Бабуля, погруженная в себя, не замечая никого, продолжала:
– А когда мужа своего стретила… Да как стретила. Сосватали. Пошла к врачу, надо было медкомиссию пройти, она проверят меня и спрашиват, мужчины, мол, у тя были? И так будто в шутку интересуется. Сам всё видит, а интересно ему, подлёнышу, стало быть, что я скажу. Улыбается. Я отвечаю, я же комсомолка, как вы можете мне мещанские вопросы задавать? Она снова улыбается, говорит, понятно все, ну и выписыват мне рекомендацию в горячий цех, а там как раз новый начальник. Кобель кобелем. Все молоденькие девушки оттуда сбежали, остались только те, кому на пенсию вскорости и за себя не страшно. И меня к нему под начало отдали. Прихожу, он спрашиват, одно, другое, а сам на грудь смотрит, так цепко смотрит, глаз не отводит, впился, а может даже фантазию включил, мужики, они любят кино в голове крутить. Не то, что мы, бабы, сразу всю правду видим. Ну, я и рассказала о себе, как есть. Взял меня на работу, а на следующий день в аккурат комбинатская партячейка стала его аморальное поведение на заседании разбирать. Много конпромата на него набралось.

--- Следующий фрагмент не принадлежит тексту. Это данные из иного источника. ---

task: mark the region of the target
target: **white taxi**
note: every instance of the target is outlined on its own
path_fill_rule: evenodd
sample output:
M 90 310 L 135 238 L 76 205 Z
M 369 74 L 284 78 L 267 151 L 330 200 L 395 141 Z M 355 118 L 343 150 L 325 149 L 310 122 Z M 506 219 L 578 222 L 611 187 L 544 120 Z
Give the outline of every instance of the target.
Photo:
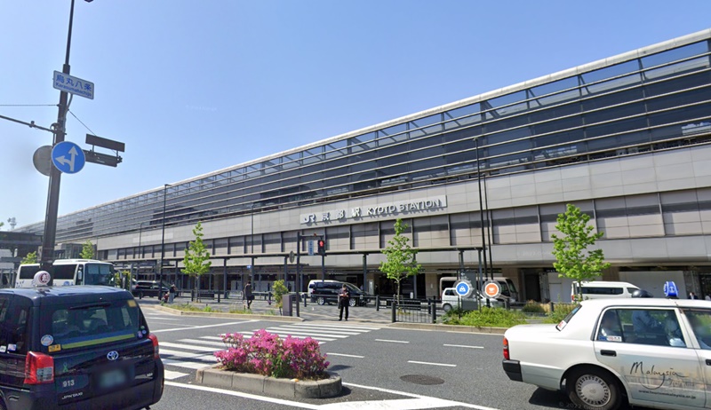
M 711 405 L 708 301 L 588 300 L 557 325 L 511 327 L 503 342 L 509 379 L 562 390 L 576 408 Z

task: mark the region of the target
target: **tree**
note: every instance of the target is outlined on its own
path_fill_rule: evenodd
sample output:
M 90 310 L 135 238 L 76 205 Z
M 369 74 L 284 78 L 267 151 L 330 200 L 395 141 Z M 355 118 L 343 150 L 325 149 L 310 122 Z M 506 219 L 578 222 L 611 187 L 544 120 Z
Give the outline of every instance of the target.
M 36 264 L 37 263 L 37 252 L 30 252 L 25 255 L 25 257 L 20 262 L 21 264 Z
M 284 299 L 282 296 L 289 293 L 289 289 L 287 289 L 286 285 L 284 284 L 283 279 L 275 280 L 274 285 L 272 286 L 272 291 L 274 292 L 275 304 L 276 304 L 276 307 L 279 308 L 279 311 L 282 311 L 282 307 L 284 306 Z
M 395 223 L 395 236 L 387 241 L 387 246 L 382 250 L 386 260 L 380 262 L 380 272 L 386 277 L 395 281 L 396 285 L 397 302 L 400 302 L 400 282 L 403 279 L 416 275 L 422 269 L 417 263 L 415 256 L 417 250 L 410 247 L 410 238 L 403 235 L 407 230 L 407 225 L 398 218 Z
M 196 297 L 200 299 L 200 280 L 199 278 L 204 273 L 210 272 L 210 266 L 212 264 L 210 262 L 210 252 L 207 251 L 204 243 L 203 243 L 203 224 L 198 222 L 193 229 L 195 240 L 191 241 L 188 248 L 185 250 L 185 258 L 183 258 L 183 273 L 188 273 L 194 279 L 194 288 L 196 290 Z
M 580 209 L 568 204 L 565 213 L 558 215 L 555 229 L 565 235 L 559 238 L 552 234 L 553 256 L 555 260 L 553 267 L 558 272 L 558 277 L 567 277 L 578 283 L 577 299 L 582 300 L 580 282 L 594 280 L 600 272 L 610 267 L 604 261 L 603 249 L 588 250 L 587 247 L 595 245 L 603 233 L 594 233 L 595 229 L 587 225 L 590 217 L 580 211 Z
M 79 254 L 82 259 L 93 259 L 94 258 L 94 244 L 91 240 L 86 240 L 82 248 L 82 253 Z

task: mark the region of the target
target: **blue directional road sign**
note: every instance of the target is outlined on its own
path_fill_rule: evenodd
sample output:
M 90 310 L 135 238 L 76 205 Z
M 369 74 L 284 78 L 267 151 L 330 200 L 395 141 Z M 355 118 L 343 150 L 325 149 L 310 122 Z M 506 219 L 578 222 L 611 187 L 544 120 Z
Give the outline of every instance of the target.
M 471 287 L 465 281 L 457 283 L 455 289 L 457 291 L 457 295 L 462 297 L 467 297 L 471 293 Z
M 86 157 L 79 146 L 73 142 L 62 141 L 52 148 L 52 162 L 60 172 L 76 174 L 84 168 Z

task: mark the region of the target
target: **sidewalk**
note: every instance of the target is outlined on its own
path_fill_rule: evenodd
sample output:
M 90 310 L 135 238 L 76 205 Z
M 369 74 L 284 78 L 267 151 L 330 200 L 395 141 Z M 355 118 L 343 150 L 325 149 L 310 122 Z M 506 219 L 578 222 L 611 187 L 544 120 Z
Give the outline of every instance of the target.
M 143 297 L 142 299 L 136 299 L 141 306 L 160 305 L 157 297 Z M 230 310 L 244 309 L 244 304 L 242 299 L 222 299 L 218 303 L 217 298 L 203 298 L 200 302 L 191 302 L 190 296 L 176 297 L 173 304 L 189 304 L 200 308 L 210 306 L 210 309 L 216 311 L 228 312 Z M 264 299 L 255 299 L 252 302 L 252 313 L 280 316 L 279 308 L 277 308 L 271 301 Z M 300 317 L 305 320 L 335 320 L 339 319 L 339 309 L 335 304 L 324 304 L 320 306 L 316 304 L 312 304 L 307 301 L 307 305 L 304 306 L 303 300 L 299 305 Z M 391 311 L 389 309 L 380 308 L 379 311 L 375 310 L 375 306 L 371 304 L 369 306 L 356 306 L 348 309 L 348 321 L 359 322 L 377 322 L 377 323 L 391 323 Z M 296 317 L 296 308 L 292 308 L 292 316 Z

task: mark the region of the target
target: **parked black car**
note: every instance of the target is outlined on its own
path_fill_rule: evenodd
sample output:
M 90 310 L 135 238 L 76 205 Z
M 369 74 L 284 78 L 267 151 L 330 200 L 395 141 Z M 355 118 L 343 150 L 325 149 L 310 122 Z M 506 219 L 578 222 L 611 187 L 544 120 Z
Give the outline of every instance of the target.
M 0 409 L 146 408 L 158 339 L 133 296 L 103 286 L 0 290 Z
M 132 287 L 131 292 L 136 297 L 143 296 L 158 296 L 158 281 L 157 280 L 138 280 L 136 284 Z M 163 293 L 166 294 L 171 290 L 171 286 L 163 282 Z M 175 297 L 180 296 L 180 292 L 175 292 Z
M 312 303 L 317 304 L 338 304 L 339 293 L 343 285 L 350 293 L 349 306 L 365 306 L 368 304 L 370 295 L 356 288 L 352 283 L 341 282 L 340 280 L 311 280 L 308 282 L 308 296 Z

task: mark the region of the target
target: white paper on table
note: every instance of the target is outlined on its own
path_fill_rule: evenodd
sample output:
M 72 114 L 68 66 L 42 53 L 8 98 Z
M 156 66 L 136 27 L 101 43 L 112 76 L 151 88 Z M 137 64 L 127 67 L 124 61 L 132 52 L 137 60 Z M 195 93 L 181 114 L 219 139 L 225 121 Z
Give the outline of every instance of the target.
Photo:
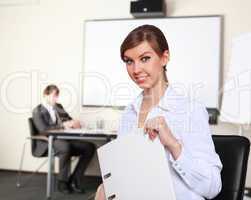
M 164 147 L 143 130 L 100 147 L 98 158 L 108 200 L 176 199 Z

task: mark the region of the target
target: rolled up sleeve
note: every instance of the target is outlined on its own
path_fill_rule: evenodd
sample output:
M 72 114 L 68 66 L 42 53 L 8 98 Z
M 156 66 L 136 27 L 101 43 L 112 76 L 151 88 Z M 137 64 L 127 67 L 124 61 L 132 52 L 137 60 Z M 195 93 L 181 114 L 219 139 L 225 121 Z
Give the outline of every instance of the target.
M 215 152 L 208 114 L 197 106 L 190 115 L 191 129 L 182 134 L 182 151 L 177 160 L 170 155 L 173 169 L 195 193 L 214 198 L 221 191 L 222 164 Z

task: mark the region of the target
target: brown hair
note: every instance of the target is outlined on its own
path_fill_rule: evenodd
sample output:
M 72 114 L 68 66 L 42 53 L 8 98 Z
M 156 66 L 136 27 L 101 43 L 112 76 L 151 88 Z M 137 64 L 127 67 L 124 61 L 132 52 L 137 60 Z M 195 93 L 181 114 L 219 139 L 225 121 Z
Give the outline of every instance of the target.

В ранишние времена тем и жили, что следили друг за дружкой. А потом доносы писали, при кажной конторе имелось отделение, которое принимало их, но такой страх на всех напущало, что даже вслух об ём не говорили, просто намекали и всё.
Порешили соколика из коммунистов – ф-фить! А он, краснющий как вареный рак, встал, покаялся прилюдно, сказал, что обязательно исправится, дайте, мол, строк. Нонче Петров пост, а до Успенья, мол, самым праведным коммунистом стану. За два месяца всего, вот они большевистские строки. Приходит на следующий день на работу расфуфыренный с кульком сахара, пачкой масла, женскими чулками и зовет меня в подсобку, протягиват все это и говорит: выдь за меня, но не просто так обыденно, а златоустно сказыват про чувства, душу и всё такое. Я растерялась вся, не знаю, куда смотреть, а чулки-то дефицитные и где он их, шельмец, достал? Говорю, ладно, так уж и быть, пойду. Ну, он прям в подсобке меня и сгреб. Я для порядка сопротивлялась, хорошо, что у меня при себе половинка лезвия имелась, смогла незаметно сунуть, чтобы, значит, кровица, как положено, хлестала. А в обеденный перерыв мы пошли и расписались. Правда, комнату в обчщежитии нам дали не сразу, полгода мы в подсобке встречались. А как живот стал видён так сразу выделили комнатушку, как вчерась помню, целых шесть метров квадратных. Благодать! Полы местами были прогнитые, а так все ничего. Девчонки даже завидовали, говорили, такого мужика отхватила у-у-ух. А я про себя думаю, знали бы вы всю подноготную?